# Dueling DQN

Dueling Deep Q-Networks takes a new approach to estimating Q values. One can decompose the Q value formula into two parts:
1. The advantage function - The advantage of the taking an action in that state compared to other actions : $A(s,a) = Q(s,a) - V(s)$
2. The state value function - The value of the state i.e the expected cumulative reward to be recieved following a given policy : $V(s) = \sum_{a \in \mathcal{A}}Q(s,a)$

From the advantage function we can see that $Q(s,a) = A(s,a)+V(s)$ so what dueling DQN does, is separate the estimator into two streams - one being the Advantage function and the other being the state-value function and then combine these through an special aggregation layer to get the estimate of the Q function. 

![Architecture](https://paperswithcode.com/media/methods/Screen_Shot_2020-06-03_at_3.24.01_PM.png)

The reason for this decoupling of estimators is so that the DQN can learn separately which states are or are not valuable without the need to learn the effect of each action at each state. The authors stated that there is no point in learning/calculating action values if the entire state value is bad and can be avoided e.g why calculate all actions at one state when all these actions lead to death?

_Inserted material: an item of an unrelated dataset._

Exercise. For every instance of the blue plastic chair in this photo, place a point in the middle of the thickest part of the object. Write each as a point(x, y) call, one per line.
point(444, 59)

This decoupling is also useful in states where actions have no impact on the environment in any important or relevant way. In this situation there is no need to calculate the value for each action.

![Example](https://miro.medium.com/max/928/1*TJrgh57v6919Ck5ZGSWZ4g.png)

The figure above is an example of the benefit - the advantage stream only learns to pay attention when cars are immediately in front of it so that it can avoid collisions but otherwise it is unnecessary to learn as actions have no relevant consequence on the environment.

The aggregation layer is important as it is the Q value is ultimately calculated - one might think it is as simple as $Q(s,a) = A(s,a)+V(s)$ but the issue with this is one of identifiability. Given a Q value we can't find A and V which is a problem for backpropagation. 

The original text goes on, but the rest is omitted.